Dia Mundial da Música

Público e músicos trocam de lugar

Público e músicos trocam de lugar

 

Lusa / AO online   Nacional   1 de Out de 2007, 16:03

Público no palco e 550 músicos a tocar e a cantar na plateia. Foi esta a forma original que a Casa da Música (CdM), no Porto, encontrou para comemorar o Dia Mundial da Música.

"A festa é dos próprios músicos. Durante o ano, a CdM está aberta ao público. Hoje, está aberta aos músicos", disse à agência Lusa o administrador-delegado da Casa da Música, Nuno Azevedo.

Para assinalar a data, a CdM criou a "Orquestra do Dia", uma formação efémera que apenas existirá até ao fim do dia de hoje.

Ao todo, são cerca de 550 músicos, de todas as idades, na grande maioria amadores que participaram em "workshops" do Serviço Educativo da CdM.

"É uma experiência fantástica, na medida em que nos permite ver como o investimento no serviço educativo numa casa como esta é mobilizador e muito reprodutivo", disse a ministra da Cultura, Isabel Pires de Lima, pouco depois de percorrer algumas salas onde decorriam os ensaios.

Isabel Pires de Lima, que apenas se recorda de ter assistido a uma experiência semelhante em S. Paulo, Brasil, envolvendo 300 crianças, considerou a reunião desta "orquestra ad-hoc" uma "boa forma de celebrar o Dia da Música".

Pouca gente vai poder assistir ao concerto, marcado para as 19:00, até porque a bancada do coro do palco do Grande Auditório da CdM está coberta por um painel, mas a experiência será gravada em áudio e vídeo para a realização de um documentário a exibir publicamente em data a anunciar.

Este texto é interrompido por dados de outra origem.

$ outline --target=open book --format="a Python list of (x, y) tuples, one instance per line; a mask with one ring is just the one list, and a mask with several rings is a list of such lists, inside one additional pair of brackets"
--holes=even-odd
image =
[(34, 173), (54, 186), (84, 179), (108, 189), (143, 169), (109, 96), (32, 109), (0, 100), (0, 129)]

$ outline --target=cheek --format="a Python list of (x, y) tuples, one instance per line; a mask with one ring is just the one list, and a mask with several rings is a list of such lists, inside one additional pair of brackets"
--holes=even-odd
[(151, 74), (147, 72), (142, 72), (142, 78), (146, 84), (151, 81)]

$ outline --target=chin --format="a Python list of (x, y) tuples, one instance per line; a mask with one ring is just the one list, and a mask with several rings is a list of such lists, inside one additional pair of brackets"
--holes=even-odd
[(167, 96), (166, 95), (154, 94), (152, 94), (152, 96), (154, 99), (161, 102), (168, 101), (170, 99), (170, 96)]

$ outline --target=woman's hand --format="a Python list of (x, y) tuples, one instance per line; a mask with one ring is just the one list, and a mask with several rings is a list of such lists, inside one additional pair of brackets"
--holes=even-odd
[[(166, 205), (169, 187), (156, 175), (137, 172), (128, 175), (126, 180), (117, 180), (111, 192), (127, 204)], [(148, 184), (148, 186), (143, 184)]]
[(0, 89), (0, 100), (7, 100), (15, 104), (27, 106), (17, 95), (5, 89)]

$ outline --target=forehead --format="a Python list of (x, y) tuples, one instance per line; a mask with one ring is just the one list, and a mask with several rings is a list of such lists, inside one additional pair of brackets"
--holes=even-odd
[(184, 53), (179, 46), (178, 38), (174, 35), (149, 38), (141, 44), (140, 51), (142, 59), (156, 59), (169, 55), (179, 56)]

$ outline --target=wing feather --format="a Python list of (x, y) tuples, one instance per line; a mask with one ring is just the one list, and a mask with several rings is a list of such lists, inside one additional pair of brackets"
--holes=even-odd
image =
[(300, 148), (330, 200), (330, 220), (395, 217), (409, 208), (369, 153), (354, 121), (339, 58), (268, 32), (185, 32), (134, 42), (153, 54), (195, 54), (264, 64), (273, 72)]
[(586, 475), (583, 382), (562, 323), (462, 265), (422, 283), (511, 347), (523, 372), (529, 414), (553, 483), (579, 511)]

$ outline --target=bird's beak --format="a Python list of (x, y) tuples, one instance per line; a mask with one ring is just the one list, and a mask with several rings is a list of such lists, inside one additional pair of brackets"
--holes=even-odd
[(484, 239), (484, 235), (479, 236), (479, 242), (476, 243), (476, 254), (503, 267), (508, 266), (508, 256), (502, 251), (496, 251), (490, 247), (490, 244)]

O primeiro ensaio geral da "Orquestra do Dia", dirigida pelo compositor britânico Tim Steiner, juntou todos os músicos no Grande Auditório/Sala Suggia, pressagiando já o ambiente de festa que se iria viver.

Após alguns ensaios com percussão e coro, os 550 músicos dividiram-se pelos diversos espaços do edifício, em grupos de especialidade.

"Esquece. Isto não é música clássica", diz a orientadora do grupo de cordas, num português com sotaque denunciador de ser estrangeira.

"Logo, não fazem mais nada. Só olham para o que o Tim [Steiner] manda. É completamente livre. Não ficas aflita. Só ficas de olho nele", gritou.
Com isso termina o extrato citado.